Catching Conical Intersections in the Act; Monitoring Transient Electronic Coherences by Attosecond Stimulated X-Ray Raman Signals

TL;DR

This paper proposes a novel attosecond X-ray Raman spectroscopy technique to directly observe conical intersections in molecules by detecting electronic coherences during photochemical processes.

Contribution

It introduces a new method using femtosecond/attosecond X-ray pulses to directly monitor electronic coherences at conical intersections, surpassing previous indirect detection methods.

Findings

X-ray pulses can directly detect passage through conical intersections

The technique measures electronic coherences, not just populations

Potential for real-time observation of photochemical dynamics

Abstract

Conical intersections (CoIn) dominate the pathways and outcomes of virtually all photophysical and photochemical molecular processes.
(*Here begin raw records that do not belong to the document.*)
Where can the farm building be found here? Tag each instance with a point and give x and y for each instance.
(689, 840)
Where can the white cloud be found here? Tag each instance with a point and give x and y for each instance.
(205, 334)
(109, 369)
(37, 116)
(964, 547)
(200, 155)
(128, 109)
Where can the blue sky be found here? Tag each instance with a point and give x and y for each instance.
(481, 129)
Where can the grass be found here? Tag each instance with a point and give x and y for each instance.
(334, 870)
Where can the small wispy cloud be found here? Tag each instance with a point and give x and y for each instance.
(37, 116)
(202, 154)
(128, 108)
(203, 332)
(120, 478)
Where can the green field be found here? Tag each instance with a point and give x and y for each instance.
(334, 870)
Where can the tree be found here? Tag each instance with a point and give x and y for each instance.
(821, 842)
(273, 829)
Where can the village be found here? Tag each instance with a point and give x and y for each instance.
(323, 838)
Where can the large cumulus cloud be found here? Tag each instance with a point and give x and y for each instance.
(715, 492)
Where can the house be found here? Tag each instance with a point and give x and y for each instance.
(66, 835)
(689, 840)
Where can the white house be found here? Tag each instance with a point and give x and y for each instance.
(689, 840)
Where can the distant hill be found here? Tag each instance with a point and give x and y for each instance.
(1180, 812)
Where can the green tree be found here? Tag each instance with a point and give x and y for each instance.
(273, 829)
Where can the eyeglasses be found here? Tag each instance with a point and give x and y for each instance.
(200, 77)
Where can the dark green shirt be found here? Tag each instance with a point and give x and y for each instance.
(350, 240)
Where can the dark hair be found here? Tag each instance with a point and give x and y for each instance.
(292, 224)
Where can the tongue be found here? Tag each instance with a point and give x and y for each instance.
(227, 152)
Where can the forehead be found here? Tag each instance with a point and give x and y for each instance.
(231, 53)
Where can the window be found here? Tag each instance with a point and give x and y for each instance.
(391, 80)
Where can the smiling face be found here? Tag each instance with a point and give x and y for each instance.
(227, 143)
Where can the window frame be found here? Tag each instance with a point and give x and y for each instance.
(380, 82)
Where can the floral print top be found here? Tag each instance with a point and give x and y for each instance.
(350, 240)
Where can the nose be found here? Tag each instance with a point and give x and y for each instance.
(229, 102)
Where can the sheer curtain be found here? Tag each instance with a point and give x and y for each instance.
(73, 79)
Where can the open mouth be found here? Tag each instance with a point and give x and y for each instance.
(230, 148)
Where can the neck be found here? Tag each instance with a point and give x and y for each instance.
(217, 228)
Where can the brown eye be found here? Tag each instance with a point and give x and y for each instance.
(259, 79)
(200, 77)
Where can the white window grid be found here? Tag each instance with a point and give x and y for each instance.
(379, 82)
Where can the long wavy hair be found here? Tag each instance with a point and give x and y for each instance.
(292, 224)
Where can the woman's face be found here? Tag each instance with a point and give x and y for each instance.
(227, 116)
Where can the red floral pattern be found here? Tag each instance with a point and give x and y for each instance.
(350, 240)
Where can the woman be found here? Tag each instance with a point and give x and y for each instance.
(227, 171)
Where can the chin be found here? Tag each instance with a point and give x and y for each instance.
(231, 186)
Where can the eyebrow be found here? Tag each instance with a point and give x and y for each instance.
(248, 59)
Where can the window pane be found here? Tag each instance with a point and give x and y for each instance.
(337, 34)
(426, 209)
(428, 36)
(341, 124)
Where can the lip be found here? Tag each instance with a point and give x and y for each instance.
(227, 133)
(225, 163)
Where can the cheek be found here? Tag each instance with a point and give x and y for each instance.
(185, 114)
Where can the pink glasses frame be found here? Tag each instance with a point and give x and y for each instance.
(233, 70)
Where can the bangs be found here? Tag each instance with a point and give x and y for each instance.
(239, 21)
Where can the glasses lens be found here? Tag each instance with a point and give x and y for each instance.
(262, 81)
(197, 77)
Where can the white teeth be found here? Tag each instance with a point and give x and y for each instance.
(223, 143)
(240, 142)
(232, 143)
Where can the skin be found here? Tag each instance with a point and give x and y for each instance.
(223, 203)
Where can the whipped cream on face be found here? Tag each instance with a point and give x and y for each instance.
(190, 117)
Despite extensive experimental and theoretical effort, CoIns have not been directly observed yet and the experimental evidence is being inferred from fast reaction rates and some vibrational signatures. We show that short X-ray (rather than optical) pulses can directly detect the passage through a CoIn with the adequate temporal and spectral sensitivity. The technique is based on a coherent Raman process that employs a composite femtosecond/attosecond X-ray pulse to detect the electronic coherences (rather than populations) that are generated as the system passes through the CoIn.